Optimal Talmudic Zigzag
This is a special case of finding the longest path in a directed acyclic graph. Namely, the vertices of our graph are $1$, $2$, ..., $n$, there is an edge $i \to j$ for each $i<j$ and the length of that edge is $\log \tfrac{p_i + p_j}{2 \sqrt{p_i p_j}}$. We want the longest path from $1$ to $n$.
There are a number of standard efficient algorithms for this; see for example Section 4.7 in Dasgupta, Papadimitriou and Vazirani's Algorithms.
An observation: If we chose to include $z_i$, then we must have $$\frac{p_{z_{i-1}} + p_{z_i}}{2 \sqrt{p_{z_{i-1}} p_{z_i}}}\ \frac{p_{z_{i}} + p_{z_{i+1}}}{2 \sqrt{p_{z_{i}} p_{z_{i+1}}}} \geq \frac{p_{z_{i-1}} + p_{z_{i+1}}}{2 \sqrt{p_{z_{i-1}} p_{z_{i+1}}}}$$ and multiplying this out and rearranging gives $$\left( \frac{p_{z_{i+1}}}{p_{z_i}} - \frac{p_{z_{i}}}{p_{z_{i+1}}}\right) \left( \frac{p_{z_{i}}}{p_{z_{i-1}}} - \frac{p_{z_{i-1}}}{p_{z_{i}}}\right) < 0$$ so either $p_{z_{i-1}} < p_{z_i} > p_{z_{i+1}}$ or $p_{z_{i-1}} > p_{z_i} < p_{z_{i+1}}$. In other words, the sequence $p_{z_1}$, $p_{z_2}$, ..., $p_{z_k}$ is alternating. Finding the longest alternating subsequence of a sequence is a well studied problem, and good algorithms for that might be good heurisitics for this.
Another thought (and I'm going to drop out of this conversation soon): Running times for longest path algorithms depends on the number of edges in the graph. If the optimal solution uses the edge $j \to \ell$, then we must have $p_k$ between $p_j$ and $p_{\ell}$ for all $j < k < \ell$. (Otherwise, inserting $p_k$ would be an improvement.) Let's call $(j, \ell)$ a good pair if this condition holds.

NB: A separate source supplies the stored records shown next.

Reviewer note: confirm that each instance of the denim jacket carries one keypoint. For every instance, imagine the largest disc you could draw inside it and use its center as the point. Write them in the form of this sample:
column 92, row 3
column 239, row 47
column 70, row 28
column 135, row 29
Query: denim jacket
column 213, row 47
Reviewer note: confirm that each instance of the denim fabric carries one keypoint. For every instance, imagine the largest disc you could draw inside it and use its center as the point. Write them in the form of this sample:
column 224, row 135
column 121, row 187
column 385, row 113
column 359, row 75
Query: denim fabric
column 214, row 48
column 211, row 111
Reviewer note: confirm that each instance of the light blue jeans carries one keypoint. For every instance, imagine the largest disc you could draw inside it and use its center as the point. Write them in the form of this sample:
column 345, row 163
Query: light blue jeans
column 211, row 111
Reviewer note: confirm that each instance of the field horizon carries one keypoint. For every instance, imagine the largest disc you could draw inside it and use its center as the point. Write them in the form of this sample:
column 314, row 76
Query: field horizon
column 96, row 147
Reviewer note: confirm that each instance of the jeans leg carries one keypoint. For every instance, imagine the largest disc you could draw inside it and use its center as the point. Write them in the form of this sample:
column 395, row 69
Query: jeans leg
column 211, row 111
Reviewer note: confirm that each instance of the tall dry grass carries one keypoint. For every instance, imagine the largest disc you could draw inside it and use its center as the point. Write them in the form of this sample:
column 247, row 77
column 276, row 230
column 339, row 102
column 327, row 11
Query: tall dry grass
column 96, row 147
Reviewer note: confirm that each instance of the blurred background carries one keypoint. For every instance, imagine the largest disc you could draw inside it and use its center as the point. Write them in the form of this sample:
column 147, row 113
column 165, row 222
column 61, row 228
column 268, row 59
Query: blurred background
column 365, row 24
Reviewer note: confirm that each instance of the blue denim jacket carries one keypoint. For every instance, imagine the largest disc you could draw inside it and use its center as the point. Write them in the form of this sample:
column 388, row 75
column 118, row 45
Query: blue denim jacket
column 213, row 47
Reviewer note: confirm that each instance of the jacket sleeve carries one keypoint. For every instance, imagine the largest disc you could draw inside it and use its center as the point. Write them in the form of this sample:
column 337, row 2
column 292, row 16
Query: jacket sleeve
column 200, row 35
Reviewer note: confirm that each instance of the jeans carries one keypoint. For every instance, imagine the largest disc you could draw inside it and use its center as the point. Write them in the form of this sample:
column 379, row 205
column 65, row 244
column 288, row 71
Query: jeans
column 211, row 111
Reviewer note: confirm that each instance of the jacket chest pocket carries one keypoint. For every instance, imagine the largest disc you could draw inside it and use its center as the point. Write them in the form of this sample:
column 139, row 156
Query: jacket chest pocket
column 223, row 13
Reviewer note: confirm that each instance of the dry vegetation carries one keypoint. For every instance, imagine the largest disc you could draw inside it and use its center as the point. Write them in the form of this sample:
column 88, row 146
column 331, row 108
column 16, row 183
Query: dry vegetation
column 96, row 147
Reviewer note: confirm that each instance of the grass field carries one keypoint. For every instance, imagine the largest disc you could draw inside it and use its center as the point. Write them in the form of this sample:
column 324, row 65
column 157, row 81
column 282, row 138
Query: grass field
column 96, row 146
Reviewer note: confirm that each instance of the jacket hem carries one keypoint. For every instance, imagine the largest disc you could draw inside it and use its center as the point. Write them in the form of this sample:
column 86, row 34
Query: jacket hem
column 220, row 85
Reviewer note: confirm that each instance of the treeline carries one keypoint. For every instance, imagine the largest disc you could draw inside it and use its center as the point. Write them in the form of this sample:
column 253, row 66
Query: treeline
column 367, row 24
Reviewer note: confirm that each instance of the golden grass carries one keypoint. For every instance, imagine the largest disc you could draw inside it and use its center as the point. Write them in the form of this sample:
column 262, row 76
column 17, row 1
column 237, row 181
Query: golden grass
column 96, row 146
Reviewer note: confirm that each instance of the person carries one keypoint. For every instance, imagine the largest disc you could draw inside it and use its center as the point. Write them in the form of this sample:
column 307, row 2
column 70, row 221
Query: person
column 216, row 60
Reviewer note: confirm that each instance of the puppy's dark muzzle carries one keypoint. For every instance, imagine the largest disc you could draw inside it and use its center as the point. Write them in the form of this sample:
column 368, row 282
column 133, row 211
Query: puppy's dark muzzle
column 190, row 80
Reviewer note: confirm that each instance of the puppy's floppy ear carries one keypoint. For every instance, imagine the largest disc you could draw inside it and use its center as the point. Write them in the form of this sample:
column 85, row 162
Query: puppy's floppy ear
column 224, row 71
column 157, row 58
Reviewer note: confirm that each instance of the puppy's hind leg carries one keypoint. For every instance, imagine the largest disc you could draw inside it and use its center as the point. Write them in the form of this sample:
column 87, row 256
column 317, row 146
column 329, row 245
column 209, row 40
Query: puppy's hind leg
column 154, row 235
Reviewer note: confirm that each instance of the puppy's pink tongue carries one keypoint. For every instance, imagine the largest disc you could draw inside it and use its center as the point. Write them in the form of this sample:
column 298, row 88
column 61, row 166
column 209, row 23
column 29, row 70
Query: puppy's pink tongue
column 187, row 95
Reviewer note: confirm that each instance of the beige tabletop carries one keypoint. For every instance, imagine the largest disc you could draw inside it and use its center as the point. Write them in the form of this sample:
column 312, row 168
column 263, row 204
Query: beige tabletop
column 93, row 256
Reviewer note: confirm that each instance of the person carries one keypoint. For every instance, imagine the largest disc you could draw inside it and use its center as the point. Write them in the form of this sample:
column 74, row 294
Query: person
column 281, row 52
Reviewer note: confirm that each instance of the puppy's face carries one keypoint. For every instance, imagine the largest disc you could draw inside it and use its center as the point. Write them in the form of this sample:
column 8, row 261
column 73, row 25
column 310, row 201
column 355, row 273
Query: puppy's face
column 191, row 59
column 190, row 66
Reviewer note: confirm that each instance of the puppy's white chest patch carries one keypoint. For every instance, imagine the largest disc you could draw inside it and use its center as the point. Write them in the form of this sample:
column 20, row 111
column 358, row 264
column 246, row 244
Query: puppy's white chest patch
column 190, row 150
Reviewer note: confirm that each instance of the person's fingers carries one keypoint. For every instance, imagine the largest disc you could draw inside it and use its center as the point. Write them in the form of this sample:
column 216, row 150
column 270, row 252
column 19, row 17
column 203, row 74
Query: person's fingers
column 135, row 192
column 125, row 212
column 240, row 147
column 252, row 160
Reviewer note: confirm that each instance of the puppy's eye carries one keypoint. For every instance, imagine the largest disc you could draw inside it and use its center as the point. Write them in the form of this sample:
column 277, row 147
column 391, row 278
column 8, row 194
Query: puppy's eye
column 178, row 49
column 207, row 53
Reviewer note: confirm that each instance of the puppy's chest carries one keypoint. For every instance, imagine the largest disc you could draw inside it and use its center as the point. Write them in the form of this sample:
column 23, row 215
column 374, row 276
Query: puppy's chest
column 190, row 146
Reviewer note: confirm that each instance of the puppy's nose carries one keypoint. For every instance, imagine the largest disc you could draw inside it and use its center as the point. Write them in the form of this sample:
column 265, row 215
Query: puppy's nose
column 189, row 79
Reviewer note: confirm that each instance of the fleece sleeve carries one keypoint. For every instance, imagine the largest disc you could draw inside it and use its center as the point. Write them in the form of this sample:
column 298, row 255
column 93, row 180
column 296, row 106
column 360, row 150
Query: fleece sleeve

Let's insert a preprocessing step which finds all good pairs $(j, \ell)$ and restrict the graph algorithm to them. Here is how that preprocessing step works. For each $j$, do the following. Suppose $p_{j+1} > p_j$ (if $p_{j+1} < p_j$, reverse all inequalities that follow.) Let $k_j$ be the smallest index $k_j>j$ for which $p_{k_j}<p_j$. If the $p_i$ are independently identically distributed, then $k_j-j=r$ with probability $1/2^{r-1}$ for $r \geq 2$. The good pairs are $(j,\ell)$ with $j < \ell < k_j$ where $p_{\ell}$ is the maximum of $(p_{j+1}, p_{j+2}, \dots, p_{\ell})$. So the expected search time to find $k_j$ is $\sum_{r \geq 2} r/2^{r-1} =3$ and the expected number of such $\ell$ is $\sum_{r \geq 2} 2^{-(r-1)} (1+1/2+\cdots+1/(r-1)) = 2 \log 2 \approx 1.39$.
Thus, if your $p_i$ are independently identically distributed, then in $O(n)$ time you can find the good pairs, and there are only about $1.39 n$ of them. Djisktra's algorithm on a graph with $O(n)$ edges, implemented with a binary heap, runs in time $O(n \log n)$.